The individual pipes can sit at different lengths into the manifold, that's perfectly normal. Try fitting the downpipe into the manifold on it's own, without the rest of the exhaust system connected if you can, and see how it fits. If you can get it aligned and seated square, then snug it up and hopefully the rest of the exhaust can be fitted. It's a bit of an iterative process to get everything seated and in it's happy place.
I have never found any of the products in a tube can stand up to exhaust temperatures. On a 4.2 XK engine I fitted an exhaust temp gauge just for my interest, and on a long mountain grade I pegged the gauge at 1100C. Consider that steel glows red hot at 750C...
Just got a nice package of goodies from our favorite supplier including new sealing rings. Totally agree on getting the fitting correct and then doing slow torquing all around - you've gotta make sure things seal as level as possible. That was probably my problem the first time, coupled with also reusing the original sealing rings. Well, I'm also 50, lazy, 4 kids, wife, dog, cat, 67 MGB, and the damn heat shields get in the way, what a ...
I do them up from underneath, and I have a socket that incorporates a swivel. Works great for this, plus about 3' of extensions. A standard 3/8" ratchet is enough to do up the nuts.

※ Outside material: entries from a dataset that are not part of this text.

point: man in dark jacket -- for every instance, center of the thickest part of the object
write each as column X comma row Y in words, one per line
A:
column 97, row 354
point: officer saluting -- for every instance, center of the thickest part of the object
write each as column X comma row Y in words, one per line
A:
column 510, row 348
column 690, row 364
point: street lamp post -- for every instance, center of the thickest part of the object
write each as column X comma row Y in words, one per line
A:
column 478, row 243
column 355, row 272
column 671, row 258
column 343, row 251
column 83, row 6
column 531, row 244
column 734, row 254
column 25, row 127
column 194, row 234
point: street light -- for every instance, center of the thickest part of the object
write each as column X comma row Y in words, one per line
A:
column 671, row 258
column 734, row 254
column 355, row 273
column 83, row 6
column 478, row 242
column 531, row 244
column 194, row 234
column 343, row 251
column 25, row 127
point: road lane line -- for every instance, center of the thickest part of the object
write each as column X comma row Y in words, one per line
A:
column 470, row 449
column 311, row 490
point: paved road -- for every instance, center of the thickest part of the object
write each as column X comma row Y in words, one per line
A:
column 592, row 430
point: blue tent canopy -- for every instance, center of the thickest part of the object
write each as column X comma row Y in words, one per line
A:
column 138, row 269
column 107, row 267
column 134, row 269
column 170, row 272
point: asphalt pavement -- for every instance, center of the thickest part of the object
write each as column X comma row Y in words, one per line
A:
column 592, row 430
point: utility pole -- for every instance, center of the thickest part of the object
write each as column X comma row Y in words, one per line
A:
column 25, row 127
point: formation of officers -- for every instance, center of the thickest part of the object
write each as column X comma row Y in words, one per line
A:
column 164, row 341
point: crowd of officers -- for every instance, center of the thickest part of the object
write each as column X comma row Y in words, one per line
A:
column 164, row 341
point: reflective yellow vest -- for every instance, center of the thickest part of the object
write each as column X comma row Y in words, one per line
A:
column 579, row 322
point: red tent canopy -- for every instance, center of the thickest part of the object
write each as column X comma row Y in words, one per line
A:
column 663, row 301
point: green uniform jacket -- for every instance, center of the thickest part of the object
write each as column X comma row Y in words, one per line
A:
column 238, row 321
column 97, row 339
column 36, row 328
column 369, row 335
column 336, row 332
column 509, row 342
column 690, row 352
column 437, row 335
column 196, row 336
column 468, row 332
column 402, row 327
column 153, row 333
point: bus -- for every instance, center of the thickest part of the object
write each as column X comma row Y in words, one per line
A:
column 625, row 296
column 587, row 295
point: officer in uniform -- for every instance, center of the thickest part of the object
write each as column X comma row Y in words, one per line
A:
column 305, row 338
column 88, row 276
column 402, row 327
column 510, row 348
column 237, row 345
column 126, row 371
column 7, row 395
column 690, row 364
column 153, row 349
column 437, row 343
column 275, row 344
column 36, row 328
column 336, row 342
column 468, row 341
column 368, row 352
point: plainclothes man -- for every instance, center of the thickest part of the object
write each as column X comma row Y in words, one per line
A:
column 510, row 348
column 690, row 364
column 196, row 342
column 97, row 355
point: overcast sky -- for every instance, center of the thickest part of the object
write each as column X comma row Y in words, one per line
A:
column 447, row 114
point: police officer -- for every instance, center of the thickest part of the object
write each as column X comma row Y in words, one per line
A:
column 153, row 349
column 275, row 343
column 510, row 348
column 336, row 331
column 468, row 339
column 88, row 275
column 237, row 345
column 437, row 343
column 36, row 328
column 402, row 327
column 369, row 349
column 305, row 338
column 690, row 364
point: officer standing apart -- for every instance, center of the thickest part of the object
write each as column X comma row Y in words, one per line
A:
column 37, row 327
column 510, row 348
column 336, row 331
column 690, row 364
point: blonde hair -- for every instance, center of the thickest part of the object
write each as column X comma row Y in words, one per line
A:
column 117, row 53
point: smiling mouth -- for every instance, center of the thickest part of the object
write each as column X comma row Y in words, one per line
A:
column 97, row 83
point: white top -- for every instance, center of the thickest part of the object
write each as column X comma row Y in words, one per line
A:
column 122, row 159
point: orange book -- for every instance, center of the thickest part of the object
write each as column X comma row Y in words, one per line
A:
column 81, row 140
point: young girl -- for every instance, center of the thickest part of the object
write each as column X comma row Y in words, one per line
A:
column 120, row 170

Reusing the original rings was the problem, they are generally a one time use.
bright side is this will allow you to GUT those horrific and restricting fire hazard cats if fitted to your car.
In the early 90's catalytic converters were optional in the UK, and Jaguar published HP figures with and without cats for the UK market. The power difference was 1%, so not something you'd ever feel.
I put the Euro downpipes on my Series III v12 car and I couldn't tell any performance difference.